Non arrivano buone notizie dalla Germania: l’economia tedesca è in recessione e l’andamento degli ultimi trimestri conferma la tendenza di lungo periodo. Si tratta del Paese dell’Ue che dal 2019 ha fatto peggio in termini di crescita, fatta eccezione per la Repubblica Ceca. La recessione causata dalla pandemia è stata meno violenta rispetto ad altri Paesi, ma la ripresa è stata deludente, infatti il Pil tedesco è appena un punto percentuale sopra i livelli pre pandemia. Ad affliggere l’economia tedesca sono diversi problemi, non a caso Economist riesuma una copertina del 1999 in cui si definiva la Germania «L’uomo malato d’Europa». Se all’epoca le cause erano attribuite al mercato del lavoro “sclerotico”, ai disavanzi con l’estero e al peso della riunificazione, ora invece pesano la burocrazia e l’incapacità di adattare il proprio modello produttivo al mondo attuale. Lo rimarca sul Domani il professor Francesco Saraceno, che insegna macroeconomia internazionale ed europea a Sciences Po e alla Luiss ed è vicedirettore dell’Ofce (osservatorio francese di congiunture economiche).

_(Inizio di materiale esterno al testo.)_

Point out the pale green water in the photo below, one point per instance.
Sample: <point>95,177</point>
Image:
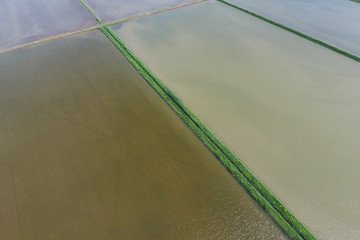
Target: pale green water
<point>88,150</point>
<point>288,108</point>
<point>336,22</point>
<point>110,10</point>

Servono riforme profonde alla Germania per ripartire, anche perché la decisione della Corte costituzionale tedesca di cassare l’uso di parte dei fondi stanziati per il Covid (circa 60 miliardi), e inutilizzati, per finanziare il fondo per la trasformazione e il clima, apre a conseguenze imprevedibili per le finanze pubbliche tedesche. La crisi in cui versa ora è frutto del cosiddetto ordoliberalismo, che antepone l’interesse collettivo a quello individuale. Non a caso il ministro delle finanze tedesco Christian Linder a Der Spiegel ha spiegato che il freno al debito garantisce disciplina fiscale e consente di proteggere le generazioni future e lo spazio di manovra in caso di crisi.
“ALLA GERMANIA SERVIVA UNA RISTRUTTURAZIONE DEL SISTEMA PRODUTTIVO”
«Le ultime settimane ci consegnano insomma un quadro preoccupante», scrive l’economista Francesco Saraceno sul Domani, evidenziando come la Germania abbia «un’economia avvitata su sé stessa» e sia prigioniera «di una dottrina ordoliberale chiaramente incapace di integrare le lezioni delle molte crisi degli ultimi lustri e inadeguata a rispondere alle sfide dei prossimi anni». Per Saraceno, la Germania è l’uomo malato d’Europa per «anni di masochistica frugalità pubblica che oggi costituisce un freno anche all’investimento privato». Infatti, per Peter Bofinger negli scorsi anni imprese e governo sono stati illusi dall’apparente successo della macchina da esportazioni tedesca, non capendo che sarebbe servita una ristrutturazione profonda del sistema produttivo, altrimenti si sarebbe ritrovata prima o poi in difficoltà.
Lo dimostra il settore automobilistico, che era fiore all’occhiello dell’industria tedesca ed ora è in ritardo nella transizione all’elettrico, motivo per il quale ora le aziende tedesche sono diventate dipendenti dalle importazioni dalla Cina. Saraceno, dunque, condivide la conclusione di Bofinger, secondo cui «fintanto che le élite tedesche si ostineranno a vedere lo stato come una fonte di problemi (quindi da imbrigliare quanto più possibile in una rete di regole rigide, nazionali ed europee) e non come uno degli attori necessari per favorire la transizione verso un’economia moderna, la Germania rimarrà “malata”». E ciò vale anche per il resto d’Europa.